The improvements in nutritional formulas were accompanied by numerous technological advances including bedside devices (electromagnetic enteral access system, real-time image-guided disposable feeding tube, smart feeding pumps with water flush technology) that quickly and safely establish access for small bowel feedings, which help minimize risk of gastric aspiration and ventilator-associated pneumonia, promote tolerance, decrease radiologic exposure, and may reduce nursing time consumed by tube placements, GI dysfunction, and patient discomfort [17–20]. Nasogastric feeding remains the most common first approach, with local practices, contraindications, and ease of placement usually determining the location of the feeding tube [5]. The advancements helped to overcome the many barriers to initiating and maintaining feedings and thus, efforts to feed critically ill patients early and effectively became more routine, along with nurse, patient, and family satisfaction. In conjunction with the innovative approaches to establishing nutrition therapy, practice guidelines published by United States, European, and Canadian nutrition societies became widely available in the past decade with graded evidence-based recommendations for who, when, what, and how to feed, and unique considerations for various critically ill populations [12,21,22]. The tireless efforts by the nutrition societies to provide much needed guidelines for clinicians were appreciated, yet there was a wide range in the grade of the recommendations, with many based on expert opinion alone. In some cases, the research conducted lacked rigor or had missing data with obvious limits to the generalizability of results. Nevertheless, for the 7 years between the publication of the old and newly revised Society of Critical Care Medicine (SCCM)/ American Society of Parenteral and Enteral Nutrition (ASPEN) Guidelines (2016), [12,23] nutrition therapy was a high-priority intervention in most ICUs. The goal was to initiate feeding within 48 hours, select an immune-modulating or other metabolic support formula, and aggressively advance the rate to 80% to 100% of goal to avoid caloric deficit, impaired intestinal integrity, nitrogen losses, and functional impairments [9,24,25]. Nutrition support evolved from adjunctive care to its rightful place in the ABCD mnemonic of early priorities of ICU care: Airway, Breathing, Circulation, Diet.

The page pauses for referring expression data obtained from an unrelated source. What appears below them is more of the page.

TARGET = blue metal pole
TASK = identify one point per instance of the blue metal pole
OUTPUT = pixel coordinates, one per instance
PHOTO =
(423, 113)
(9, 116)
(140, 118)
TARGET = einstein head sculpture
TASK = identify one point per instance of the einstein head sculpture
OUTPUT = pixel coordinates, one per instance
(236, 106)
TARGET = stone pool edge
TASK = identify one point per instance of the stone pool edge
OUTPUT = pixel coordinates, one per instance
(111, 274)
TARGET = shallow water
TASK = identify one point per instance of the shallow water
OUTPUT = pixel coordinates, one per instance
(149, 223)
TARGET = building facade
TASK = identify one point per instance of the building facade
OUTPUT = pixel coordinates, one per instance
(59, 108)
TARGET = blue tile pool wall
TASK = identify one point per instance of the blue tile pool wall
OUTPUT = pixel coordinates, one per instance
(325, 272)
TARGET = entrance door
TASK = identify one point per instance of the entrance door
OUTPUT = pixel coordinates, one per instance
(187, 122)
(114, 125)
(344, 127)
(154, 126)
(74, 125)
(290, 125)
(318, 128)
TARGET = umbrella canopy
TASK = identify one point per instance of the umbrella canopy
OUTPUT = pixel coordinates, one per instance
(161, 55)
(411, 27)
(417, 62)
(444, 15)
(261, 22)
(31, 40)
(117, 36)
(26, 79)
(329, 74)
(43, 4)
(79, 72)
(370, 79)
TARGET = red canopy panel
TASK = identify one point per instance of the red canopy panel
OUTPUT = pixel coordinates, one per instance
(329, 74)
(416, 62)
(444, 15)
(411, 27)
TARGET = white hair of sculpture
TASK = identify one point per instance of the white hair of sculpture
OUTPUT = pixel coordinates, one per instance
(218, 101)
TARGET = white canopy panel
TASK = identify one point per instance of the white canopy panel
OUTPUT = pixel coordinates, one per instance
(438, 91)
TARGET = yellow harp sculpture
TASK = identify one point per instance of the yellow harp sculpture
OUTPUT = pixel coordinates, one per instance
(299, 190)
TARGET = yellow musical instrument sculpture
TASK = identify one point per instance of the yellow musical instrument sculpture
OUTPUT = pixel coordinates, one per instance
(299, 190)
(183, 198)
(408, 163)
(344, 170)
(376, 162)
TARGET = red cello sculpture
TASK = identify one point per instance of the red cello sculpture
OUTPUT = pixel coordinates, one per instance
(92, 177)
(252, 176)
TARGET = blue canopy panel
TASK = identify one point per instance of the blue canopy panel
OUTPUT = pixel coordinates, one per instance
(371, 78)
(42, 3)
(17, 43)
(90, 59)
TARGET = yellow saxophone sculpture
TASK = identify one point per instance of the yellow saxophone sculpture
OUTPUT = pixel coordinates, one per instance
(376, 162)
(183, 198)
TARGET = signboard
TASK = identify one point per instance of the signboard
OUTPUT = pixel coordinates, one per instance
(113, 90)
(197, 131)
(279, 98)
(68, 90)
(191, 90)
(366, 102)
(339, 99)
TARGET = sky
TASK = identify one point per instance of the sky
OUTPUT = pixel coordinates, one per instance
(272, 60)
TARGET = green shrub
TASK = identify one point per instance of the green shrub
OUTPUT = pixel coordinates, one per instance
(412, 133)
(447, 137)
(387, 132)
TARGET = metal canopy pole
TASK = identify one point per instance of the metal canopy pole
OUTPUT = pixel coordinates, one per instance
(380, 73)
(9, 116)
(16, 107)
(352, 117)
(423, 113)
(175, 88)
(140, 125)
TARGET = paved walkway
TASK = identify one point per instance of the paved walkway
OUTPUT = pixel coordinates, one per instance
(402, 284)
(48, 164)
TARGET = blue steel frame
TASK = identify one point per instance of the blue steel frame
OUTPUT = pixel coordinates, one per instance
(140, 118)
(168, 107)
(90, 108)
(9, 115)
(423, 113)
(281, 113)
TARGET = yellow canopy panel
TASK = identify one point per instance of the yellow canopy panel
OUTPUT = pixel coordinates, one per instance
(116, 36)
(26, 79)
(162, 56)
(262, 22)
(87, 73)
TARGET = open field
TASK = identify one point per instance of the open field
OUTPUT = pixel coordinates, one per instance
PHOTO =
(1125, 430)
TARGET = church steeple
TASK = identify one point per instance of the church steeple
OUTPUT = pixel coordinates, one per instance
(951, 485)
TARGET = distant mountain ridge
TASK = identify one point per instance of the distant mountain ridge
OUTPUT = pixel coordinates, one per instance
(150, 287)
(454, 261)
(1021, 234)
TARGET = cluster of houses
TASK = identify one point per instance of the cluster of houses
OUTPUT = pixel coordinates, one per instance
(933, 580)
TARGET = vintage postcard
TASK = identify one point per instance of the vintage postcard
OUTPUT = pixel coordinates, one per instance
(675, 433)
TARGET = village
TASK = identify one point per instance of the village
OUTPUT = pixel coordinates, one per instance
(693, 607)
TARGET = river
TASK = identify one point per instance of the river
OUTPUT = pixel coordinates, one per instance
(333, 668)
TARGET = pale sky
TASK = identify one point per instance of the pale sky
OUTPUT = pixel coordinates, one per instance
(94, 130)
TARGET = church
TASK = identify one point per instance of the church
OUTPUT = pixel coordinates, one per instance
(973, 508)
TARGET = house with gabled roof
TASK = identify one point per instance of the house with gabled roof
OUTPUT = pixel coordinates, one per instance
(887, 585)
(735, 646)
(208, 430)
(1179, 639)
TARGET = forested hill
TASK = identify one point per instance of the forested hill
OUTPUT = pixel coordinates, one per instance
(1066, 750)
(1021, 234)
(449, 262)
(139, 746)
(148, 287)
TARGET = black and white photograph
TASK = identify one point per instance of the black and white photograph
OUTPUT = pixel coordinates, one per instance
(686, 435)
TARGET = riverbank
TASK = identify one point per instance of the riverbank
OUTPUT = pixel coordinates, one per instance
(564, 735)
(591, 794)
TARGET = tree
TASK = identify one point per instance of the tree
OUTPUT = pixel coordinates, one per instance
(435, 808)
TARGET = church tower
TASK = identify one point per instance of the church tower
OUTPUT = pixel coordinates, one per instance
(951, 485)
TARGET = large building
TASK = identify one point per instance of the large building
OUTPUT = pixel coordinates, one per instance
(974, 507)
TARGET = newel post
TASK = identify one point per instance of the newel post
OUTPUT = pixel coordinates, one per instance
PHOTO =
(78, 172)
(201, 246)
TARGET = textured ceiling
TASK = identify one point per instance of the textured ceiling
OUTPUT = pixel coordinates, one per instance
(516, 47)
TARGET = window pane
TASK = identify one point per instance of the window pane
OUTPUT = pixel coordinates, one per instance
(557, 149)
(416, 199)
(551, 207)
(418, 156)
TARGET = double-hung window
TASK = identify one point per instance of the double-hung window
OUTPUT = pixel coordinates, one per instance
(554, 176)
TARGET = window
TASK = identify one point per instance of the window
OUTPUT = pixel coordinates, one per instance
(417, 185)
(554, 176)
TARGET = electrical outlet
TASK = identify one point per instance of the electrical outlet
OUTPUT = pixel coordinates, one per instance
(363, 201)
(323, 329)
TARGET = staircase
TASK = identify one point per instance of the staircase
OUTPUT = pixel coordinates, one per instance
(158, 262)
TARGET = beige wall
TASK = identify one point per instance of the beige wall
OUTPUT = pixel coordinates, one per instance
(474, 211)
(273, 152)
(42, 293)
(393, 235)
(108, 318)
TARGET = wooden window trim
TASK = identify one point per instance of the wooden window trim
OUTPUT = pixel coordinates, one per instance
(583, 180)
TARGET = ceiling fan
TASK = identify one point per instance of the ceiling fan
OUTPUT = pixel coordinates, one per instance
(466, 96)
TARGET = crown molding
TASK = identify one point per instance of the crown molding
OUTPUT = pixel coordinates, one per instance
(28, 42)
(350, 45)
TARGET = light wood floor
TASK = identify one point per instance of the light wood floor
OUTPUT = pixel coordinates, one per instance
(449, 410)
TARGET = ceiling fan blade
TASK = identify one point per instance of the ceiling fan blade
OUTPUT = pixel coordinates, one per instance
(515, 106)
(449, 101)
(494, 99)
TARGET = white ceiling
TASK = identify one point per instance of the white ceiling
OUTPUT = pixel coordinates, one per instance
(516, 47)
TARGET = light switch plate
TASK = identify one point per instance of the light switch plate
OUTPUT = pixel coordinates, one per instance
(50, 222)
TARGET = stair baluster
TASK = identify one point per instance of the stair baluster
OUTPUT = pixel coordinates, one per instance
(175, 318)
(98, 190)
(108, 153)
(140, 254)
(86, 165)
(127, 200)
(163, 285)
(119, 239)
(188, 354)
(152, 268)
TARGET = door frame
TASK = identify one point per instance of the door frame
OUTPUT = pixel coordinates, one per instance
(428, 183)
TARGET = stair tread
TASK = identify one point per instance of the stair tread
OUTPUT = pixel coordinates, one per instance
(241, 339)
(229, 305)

The 2016 joint publication of the SCCM/ASPEN guidelines includes primarily randomized controlled trial (RCT) data, along with some observational trial data, indexed in any major publication database through December 2013. In these guidelines there were 98 recommendations, of which only 5 were a Level 1A; most of the recommendations were categorized as “expert consensus” [12]. The results of several important clinical trials in the United States and Europe that were underway at the time have since been published and compared to the SCCM/ASPEN relevant recommendations [7]. The results have forced nutrition support clinicians to take a step back and re-examine their practice. For many seasoned clinicians who comprised the nutrition support teams of the 1980s and 1990s, it feels like a return to the basics. Until biology-driven personalized medicine is commonplace and genotype data is readily available to guide nutrition therapy for each critically ill patient, standard enteral feeding that begins slow and proceeds carefully over 5 to 7 days towards 80% of goal caloric intake under judicious monitoring of biochemical and metabolic indices may be the “best practice” today, without risk of harm [15,26]. As in all aspects of clinical care, this practice is not without controversy.